FWIW, this is what they now sometimes use at esports events: https://www.acezone.io/ They need to be able to block speech so the players don't hear the commentators. I saw a video where they claimed that before there where specialized gaming noise canceling headphones they used headphones for helicopter pilots because anything else didn't have strong enough noise cancelling.
> You can mitigate some of the noise with a good pair of noise cancelling headphones.
For me, headphones make an open office setup worse, not better. It's not mostly about the noise for me as much as it's about motion. When I wear headphones, I am more "on alert" because I can't tell if people are behind me or not.
An argument could be made that what most developers are doing most of the time is not particularly difficult and does not require the level of concentration that would warrant investing in isolated office space. Donald Knuth level work sure. Maybe compiler development or something math heavy. Front end or back end for CRUD apps? Nope. It’s just ordinary cookie cutter code monkey stuff, put on your headset and bang it out.

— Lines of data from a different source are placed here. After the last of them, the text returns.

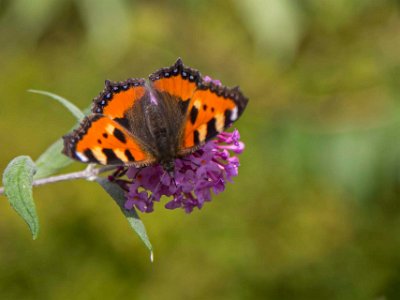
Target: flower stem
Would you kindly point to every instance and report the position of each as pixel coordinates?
(90, 173)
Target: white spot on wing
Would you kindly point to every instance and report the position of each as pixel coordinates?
(197, 103)
(81, 157)
(100, 156)
(121, 155)
(234, 114)
(110, 129)
(202, 132)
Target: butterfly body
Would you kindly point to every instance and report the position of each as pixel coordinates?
(134, 123)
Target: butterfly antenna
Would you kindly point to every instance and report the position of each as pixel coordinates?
(158, 185)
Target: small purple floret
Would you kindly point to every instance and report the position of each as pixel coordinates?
(197, 176)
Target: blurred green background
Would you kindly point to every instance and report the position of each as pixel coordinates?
(314, 212)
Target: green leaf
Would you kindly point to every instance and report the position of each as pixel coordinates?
(17, 181)
(118, 195)
(71, 107)
(51, 160)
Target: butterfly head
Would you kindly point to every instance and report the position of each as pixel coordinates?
(169, 167)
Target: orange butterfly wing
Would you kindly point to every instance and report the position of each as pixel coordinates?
(209, 108)
(212, 109)
(102, 140)
(118, 97)
(103, 136)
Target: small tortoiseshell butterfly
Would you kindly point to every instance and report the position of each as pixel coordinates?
(134, 123)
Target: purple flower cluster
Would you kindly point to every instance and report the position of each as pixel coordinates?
(208, 169)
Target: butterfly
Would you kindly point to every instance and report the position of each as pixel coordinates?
(137, 123)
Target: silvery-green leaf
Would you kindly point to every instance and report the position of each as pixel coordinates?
(71, 107)
(51, 160)
(17, 181)
(118, 195)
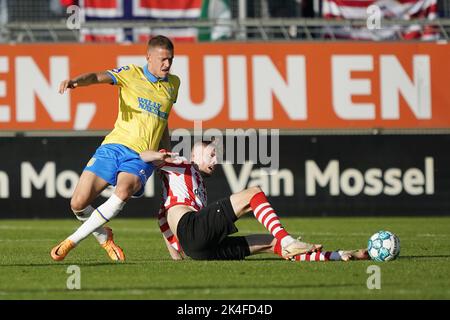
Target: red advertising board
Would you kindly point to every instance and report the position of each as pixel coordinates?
(239, 85)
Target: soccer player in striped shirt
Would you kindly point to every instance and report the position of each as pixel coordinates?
(146, 96)
(202, 231)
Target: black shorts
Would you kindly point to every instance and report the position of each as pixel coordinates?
(203, 235)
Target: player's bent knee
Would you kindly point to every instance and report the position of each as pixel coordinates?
(254, 190)
(78, 203)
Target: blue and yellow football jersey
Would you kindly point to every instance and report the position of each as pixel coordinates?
(145, 102)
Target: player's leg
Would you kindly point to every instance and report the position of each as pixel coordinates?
(127, 185)
(87, 190)
(254, 199)
(132, 174)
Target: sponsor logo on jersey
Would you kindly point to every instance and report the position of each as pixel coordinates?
(152, 107)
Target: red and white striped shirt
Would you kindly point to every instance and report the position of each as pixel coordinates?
(393, 9)
(182, 185)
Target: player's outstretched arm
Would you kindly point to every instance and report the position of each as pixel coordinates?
(157, 157)
(85, 79)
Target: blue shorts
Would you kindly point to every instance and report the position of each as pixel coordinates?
(110, 159)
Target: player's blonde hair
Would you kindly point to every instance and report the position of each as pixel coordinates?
(160, 42)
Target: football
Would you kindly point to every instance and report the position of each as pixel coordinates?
(384, 246)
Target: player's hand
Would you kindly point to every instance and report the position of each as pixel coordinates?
(171, 157)
(67, 84)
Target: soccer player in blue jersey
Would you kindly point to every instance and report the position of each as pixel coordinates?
(146, 96)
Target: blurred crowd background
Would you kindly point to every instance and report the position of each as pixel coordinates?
(214, 20)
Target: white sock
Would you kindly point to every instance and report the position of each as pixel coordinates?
(108, 210)
(100, 233)
(287, 240)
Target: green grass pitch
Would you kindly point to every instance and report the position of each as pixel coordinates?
(421, 272)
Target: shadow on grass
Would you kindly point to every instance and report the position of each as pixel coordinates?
(436, 256)
(187, 289)
(56, 264)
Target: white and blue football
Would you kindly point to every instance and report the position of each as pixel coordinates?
(384, 246)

Cubicles were great, especially if you got one near a window. You had the outside view; desks were angular in large cubicles so you had ample space for multiple monitors; the barriers provided just enough visual and noise isolation, while you could always prop up and chat with your neighbors; the barriers also served as tackboards, and people decorated their spaces in unique ways. Et cetera.
I still don't want to go back to working in an office, even if I had a personal space with a door, which most companies can't afford, but they should bring back the cubicle. It will probably be renamed and marketed as something else, but kudos to Meta for taking the lead.